Second, the problem of the limited effects of employment programs, is that although they have positive effects on employability, these effects are limited. These results can be explained by the low use of public employment services, only approximately 3.2% of unemployed individuals make use of public employment services (PND/DSCERP, 2012-2016). To this issue, we add the problem of the level of education and training areas of the candidates. These results can be explained by the phenomenon of the mismatch between the education system and the labor market, thus highlighting the importance of public employment policies and the education system (EAPE-C, 2018). These results are confirmed by the work of Dufour & Frimousse (2006). Similarly, the work of Kloman-Kouakou et al. (2020) in Côte d’Ivoire and Ndinga (2020) and Ngassa (2018) in the Republic of the Congo has shown that social capital favor obtaining a job.

4. Conclusion and Policy Implications

The objective of this article was to analyze the effects of public employment policies on the employability of young people in the Republic of the Congo. Thus, to achieve our objective three steps were followed.

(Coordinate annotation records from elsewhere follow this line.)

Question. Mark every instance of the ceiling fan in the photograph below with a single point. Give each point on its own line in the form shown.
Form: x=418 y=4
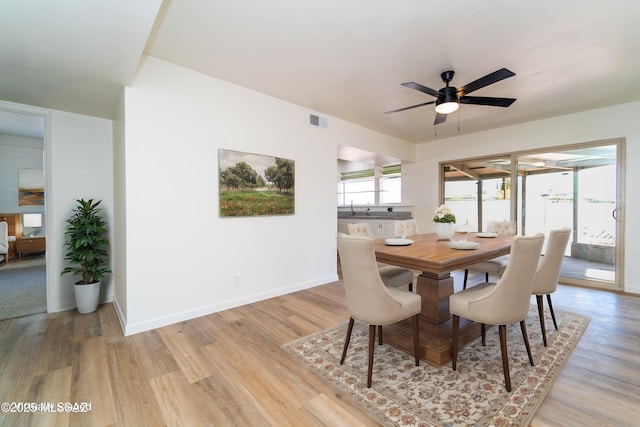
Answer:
x=449 y=97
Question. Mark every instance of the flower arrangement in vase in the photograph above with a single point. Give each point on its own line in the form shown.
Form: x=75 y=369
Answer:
x=445 y=222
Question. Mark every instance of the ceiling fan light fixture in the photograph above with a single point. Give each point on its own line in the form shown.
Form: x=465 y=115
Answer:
x=447 y=102
x=447 y=107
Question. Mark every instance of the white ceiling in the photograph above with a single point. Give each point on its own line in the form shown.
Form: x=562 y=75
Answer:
x=344 y=59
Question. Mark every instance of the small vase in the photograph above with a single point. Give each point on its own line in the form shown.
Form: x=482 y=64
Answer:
x=445 y=230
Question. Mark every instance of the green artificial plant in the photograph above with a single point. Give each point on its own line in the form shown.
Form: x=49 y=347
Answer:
x=86 y=243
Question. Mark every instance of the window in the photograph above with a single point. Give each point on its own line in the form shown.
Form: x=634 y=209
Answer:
x=370 y=186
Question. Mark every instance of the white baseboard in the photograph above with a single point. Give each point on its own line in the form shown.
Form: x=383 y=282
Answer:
x=147 y=325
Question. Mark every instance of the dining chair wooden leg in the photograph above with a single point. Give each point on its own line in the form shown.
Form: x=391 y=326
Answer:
x=455 y=326
x=416 y=339
x=553 y=316
x=372 y=340
x=525 y=336
x=347 y=340
x=540 y=303
x=505 y=355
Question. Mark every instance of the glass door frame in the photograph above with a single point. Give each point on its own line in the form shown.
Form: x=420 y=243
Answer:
x=517 y=210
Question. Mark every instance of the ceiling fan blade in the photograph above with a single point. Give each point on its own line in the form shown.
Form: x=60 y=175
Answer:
x=424 y=89
x=491 y=78
x=487 y=100
x=408 y=108
x=440 y=118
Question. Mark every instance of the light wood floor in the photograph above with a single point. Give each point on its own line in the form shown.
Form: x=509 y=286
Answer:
x=228 y=368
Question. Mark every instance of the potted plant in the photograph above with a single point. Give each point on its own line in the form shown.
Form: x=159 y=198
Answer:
x=87 y=242
x=445 y=223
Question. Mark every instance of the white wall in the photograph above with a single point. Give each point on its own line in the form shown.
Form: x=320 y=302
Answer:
x=181 y=256
x=620 y=121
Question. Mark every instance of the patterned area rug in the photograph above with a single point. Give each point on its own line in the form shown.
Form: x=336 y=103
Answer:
x=403 y=394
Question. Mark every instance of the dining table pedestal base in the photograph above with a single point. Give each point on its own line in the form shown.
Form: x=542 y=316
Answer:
x=434 y=322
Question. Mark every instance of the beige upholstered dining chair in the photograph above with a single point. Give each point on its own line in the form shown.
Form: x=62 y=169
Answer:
x=546 y=279
x=4 y=241
x=369 y=300
x=405 y=228
x=501 y=303
x=391 y=275
x=495 y=265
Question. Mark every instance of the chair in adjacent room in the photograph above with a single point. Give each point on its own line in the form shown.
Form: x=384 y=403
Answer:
x=405 y=228
x=391 y=275
x=369 y=300
x=4 y=241
x=495 y=265
x=546 y=278
x=501 y=303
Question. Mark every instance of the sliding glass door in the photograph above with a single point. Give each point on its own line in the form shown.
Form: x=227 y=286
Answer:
x=569 y=187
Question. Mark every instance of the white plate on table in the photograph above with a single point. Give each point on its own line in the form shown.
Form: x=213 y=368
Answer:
x=463 y=244
x=398 y=242
x=486 y=234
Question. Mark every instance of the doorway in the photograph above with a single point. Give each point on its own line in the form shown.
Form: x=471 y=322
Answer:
x=577 y=186
x=23 y=283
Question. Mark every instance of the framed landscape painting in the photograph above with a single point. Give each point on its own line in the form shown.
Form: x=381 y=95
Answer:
x=255 y=184
x=30 y=187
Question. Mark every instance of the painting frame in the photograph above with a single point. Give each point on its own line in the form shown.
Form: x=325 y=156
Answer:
x=30 y=187
x=251 y=184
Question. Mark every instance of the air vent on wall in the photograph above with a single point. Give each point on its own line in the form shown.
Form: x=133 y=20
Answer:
x=317 y=121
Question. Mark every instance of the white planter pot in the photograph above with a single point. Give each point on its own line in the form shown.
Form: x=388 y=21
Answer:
x=87 y=297
x=445 y=230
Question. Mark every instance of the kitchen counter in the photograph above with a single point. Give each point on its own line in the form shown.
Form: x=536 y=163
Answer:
x=359 y=214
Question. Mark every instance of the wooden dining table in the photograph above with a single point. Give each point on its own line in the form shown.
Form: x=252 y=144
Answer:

The first stage consisted of a theoretical review of the effects of public employment policies on the employability of young people. To this end, the different related theories were reviewed. This task highlighted three main approaches: 1) the approach based on the idea that public employment policies increase the ability to obtain employment for beneficiaries through the improvement of employability (Charlot, 2005); 2) the approach based on the hypothesis that public employment policies develop the spirit of entrepreneurship for the beneficiaries and 3) the third approach revolves around the hypothesis of job creation.

The approach revolves around the idea that public employment policies increase the ability of beneficiaries to obtain a job through improved employability (Charlot, 2005).

In the second stage of this article, a composite indicator of young people’s employability is constructed on the basis of the various dimensions selected (Finot, 2000; Roger, 2004; Hillage & Pollard, 1999).

Finally, in the third step, this article used an ordered logit model with a correction for selection bias to analyze the effects of public employment policies on employability. From the results obtained after the estimation, we can suggest the following:

1) Participation in the employment program improves the employability of young in the Republic of the Congo, but its effects are limited. This result confirms the fact that human capital is a source of income improvement.

2) Variables such as gender, age, marital status, religion, and ONEMO registration, influence participation in employment programs in the Republic of the Congo.

In view of these results, it appears that the public employment policies that have been implemented to promote youth employment in the Congo are effective since they are shown to improve the employability of young people with a low level of employability, however, their effects are limited in regard to solving the problem of unemployment. To this end, the state, in collaboration with private sector employers, should encourage and sustain these policies to considerably reduce unemployment in the Congo. Since knowledge of the agency influences participation in employment programs, the state should develop a system aimed at raising awareness of employment agencies among beneficiaries.

Conflicts of Interest

The authors declare no conflicts of interest regarding the publication of this paper.